Bing announced his plan for street lighting last week and said passage of the bills will allow the city to invest up to $160 million to modernize the system.
Residents and business owners have complained for years about streetlights that don't work. Entire blocks in some neighborhoods are left in the dark at night because overhead lights are blown or busted, or because the wiring has been ripped out of ground-level transformer boxes by thieves looking to make a buck.
There also is a backlog of calls to repair or replace 3,300 burned-out bulbs.
Leftwich keeps her front porch light and a light on the side of her home on. She refuses to venture down her street at night.
"I don't do that. Not on my block," she said. "If you have streetlights, the criminals shoot them out. They stand on the corner and sell drugs."
Improving public safety is part of the urgency for Bing.

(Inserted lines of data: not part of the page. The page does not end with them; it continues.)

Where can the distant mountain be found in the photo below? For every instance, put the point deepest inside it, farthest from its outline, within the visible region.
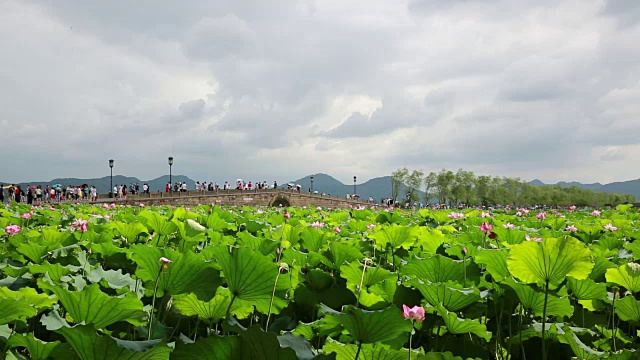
(624, 187)
(377, 188)
(103, 184)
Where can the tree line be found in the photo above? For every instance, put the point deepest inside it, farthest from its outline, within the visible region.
(464, 187)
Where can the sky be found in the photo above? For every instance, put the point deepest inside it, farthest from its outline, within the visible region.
(279, 89)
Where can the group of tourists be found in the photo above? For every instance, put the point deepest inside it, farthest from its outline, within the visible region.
(38, 195)
(214, 186)
(120, 191)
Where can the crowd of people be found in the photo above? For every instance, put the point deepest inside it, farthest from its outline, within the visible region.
(214, 186)
(120, 191)
(56, 193)
(38, 195)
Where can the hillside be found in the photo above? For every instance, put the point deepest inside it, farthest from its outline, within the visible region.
(623, 187)
(103, 183)
(377, 188)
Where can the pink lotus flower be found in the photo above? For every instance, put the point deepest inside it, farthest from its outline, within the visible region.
(486, 228)
(12, 229)
(415, 313)
(317, 224)
(529, 238)
(79, 224)
(163, 261)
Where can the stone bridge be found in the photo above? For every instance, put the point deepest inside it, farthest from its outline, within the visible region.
(271, 197)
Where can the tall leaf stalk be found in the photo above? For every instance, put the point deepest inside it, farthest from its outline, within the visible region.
(544, 319)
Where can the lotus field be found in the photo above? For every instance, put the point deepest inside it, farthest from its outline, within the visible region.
(141, 282)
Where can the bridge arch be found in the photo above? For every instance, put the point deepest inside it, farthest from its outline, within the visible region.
(280, 200)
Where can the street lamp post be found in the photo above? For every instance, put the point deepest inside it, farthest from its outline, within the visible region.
(354, 185)
(111, 194)
(170, 182)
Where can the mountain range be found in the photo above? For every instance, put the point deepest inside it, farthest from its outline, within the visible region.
(103, 183)
(622, 187)
(377, 188)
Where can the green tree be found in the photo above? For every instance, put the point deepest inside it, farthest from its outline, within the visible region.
(398, 178)
(413, 182)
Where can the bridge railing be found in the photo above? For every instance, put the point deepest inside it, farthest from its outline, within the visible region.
(195, 193)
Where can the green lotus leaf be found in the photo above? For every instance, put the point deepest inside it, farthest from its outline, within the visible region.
(586, 289)
(286, 232)
(209, 348)
(448, 294)
(92, 306)
(627, 275)
(439, 356)
(313, 240)
(158, 223)
(581, 351)
(55, 271)
(370, 327)
(550, 261)
(210, 311)
(37, 349)
(260, 345)
(189, 272)
(437, 269)
(52, 236)
(114, 279)
(264, 246)
(456, 325)
(342, 253)
(430, 239)
(250, 276)
(368, 351)
(216, 223)
(496, 263)
(600, 268)
(35, 252)
(509, 236)
(372, 275)
(533, 300)
(628, 308)
(88, 345)
(130, 231)
(22, 304)
(395, 236)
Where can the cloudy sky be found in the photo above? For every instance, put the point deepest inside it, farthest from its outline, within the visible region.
(278, 89)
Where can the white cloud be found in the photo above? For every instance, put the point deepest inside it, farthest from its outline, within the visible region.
(266, 89)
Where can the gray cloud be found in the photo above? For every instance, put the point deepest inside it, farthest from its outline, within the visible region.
(278, 89)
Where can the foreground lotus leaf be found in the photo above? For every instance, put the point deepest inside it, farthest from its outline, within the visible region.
(550, 261)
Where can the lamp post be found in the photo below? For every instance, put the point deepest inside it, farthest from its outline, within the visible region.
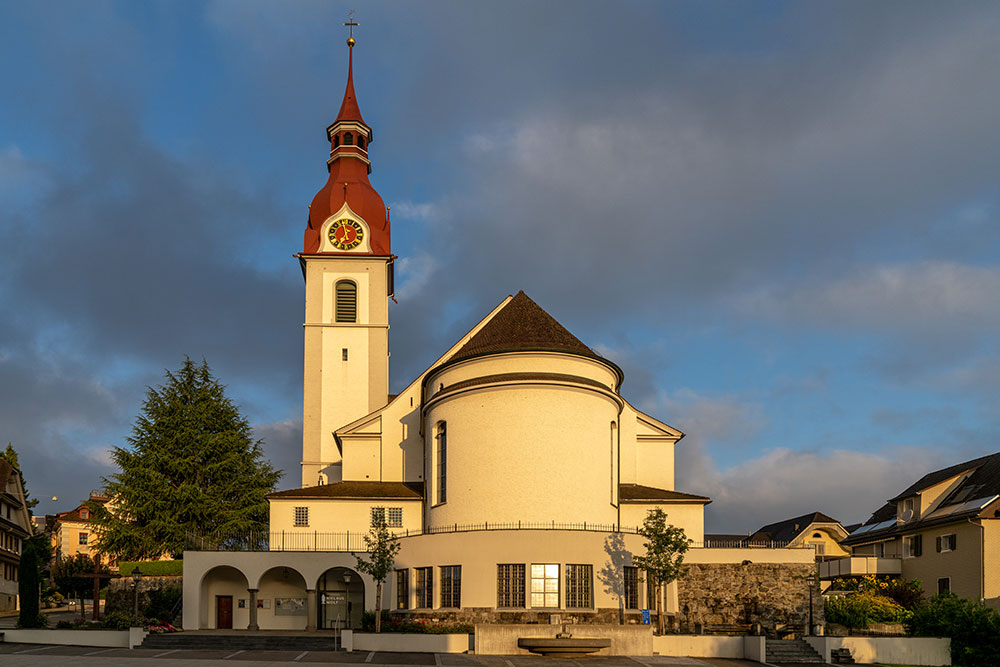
(811, 582)
(136, 576)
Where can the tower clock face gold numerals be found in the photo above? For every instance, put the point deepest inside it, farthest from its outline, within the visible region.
(346, 234)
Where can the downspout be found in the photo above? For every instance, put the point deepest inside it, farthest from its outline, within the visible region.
(982, 558)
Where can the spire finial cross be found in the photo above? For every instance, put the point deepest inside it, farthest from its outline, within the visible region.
(351, 23)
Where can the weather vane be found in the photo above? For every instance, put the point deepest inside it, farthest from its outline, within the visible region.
(351, 23)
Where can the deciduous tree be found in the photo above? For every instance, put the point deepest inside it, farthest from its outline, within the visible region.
(382, 548)
(191, 466)
(664, 559)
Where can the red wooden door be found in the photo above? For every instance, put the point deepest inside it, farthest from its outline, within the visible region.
(224, 612)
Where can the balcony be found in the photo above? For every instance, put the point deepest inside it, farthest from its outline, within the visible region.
(859, 566)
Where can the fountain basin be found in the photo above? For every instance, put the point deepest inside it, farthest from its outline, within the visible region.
(563, 647)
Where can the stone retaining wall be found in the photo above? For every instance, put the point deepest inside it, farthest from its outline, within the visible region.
(120, 595)
(771, 594)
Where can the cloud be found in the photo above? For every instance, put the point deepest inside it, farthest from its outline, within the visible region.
(784, 483)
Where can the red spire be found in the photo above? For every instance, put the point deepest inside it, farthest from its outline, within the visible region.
(348, 183)
(349, 108)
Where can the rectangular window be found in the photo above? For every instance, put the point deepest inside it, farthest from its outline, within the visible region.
(912, 546)
(631, 575)
(510, 585)
(946, 543)
(425, 587)
(545, 585)
(402, 589)
(301, 516)
(451, 586)
(441, 460)
(579, 580)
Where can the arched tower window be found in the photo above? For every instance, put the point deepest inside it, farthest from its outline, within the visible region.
(346, 302)
(441, 462)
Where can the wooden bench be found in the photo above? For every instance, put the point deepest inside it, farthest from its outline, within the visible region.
(728, 628)
(842, 656)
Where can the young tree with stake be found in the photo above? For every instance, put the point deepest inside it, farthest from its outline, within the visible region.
(382, 548)
(664, 559)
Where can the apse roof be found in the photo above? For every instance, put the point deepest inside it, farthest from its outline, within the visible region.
(522, 325)
(398, 490)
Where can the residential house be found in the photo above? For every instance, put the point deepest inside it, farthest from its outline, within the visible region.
(15, 527)
(943, 530)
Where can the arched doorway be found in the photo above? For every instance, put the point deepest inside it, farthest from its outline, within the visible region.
(281, 600)
(340, 595)
(222, 590)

Lights currently working in neighborhoods will remain on while the backlog of reported outages would be fixed within six months of the lighting authority's creation as part of his strategy's initial phase. Subsequent phases would see 20,000 unused fixtures in alleys across the city removed, new bulbs and system conversions along streets and neighborhoods, and removal of up to 70 percent of lighting fixtures in some of Detroit's most distressed neighborhoods.
The City Council has to sign off on the plan, which would have a total cost of about $144.5 million. Another $15.5 million would pay for cost overruns or future projects. The entire project is expected to be completed in April 2016.
Detroit would retain ownership.
Stapleton said Bing's plan is premature. She especially is concerned about how members of the city's lighting authority would be selected. Bing would not answer questions last week on the authority's makeup.
Under the lighting authority legislation, the board would be made up of five people appointed by Bing and the Detroit City Council, and that board would create a lighting plan for the city, Stapleton said.
Bing's plan "usurps what we actually put in the bill," she added.
Stapleton also is concerned about how neighborhoods would be serviced.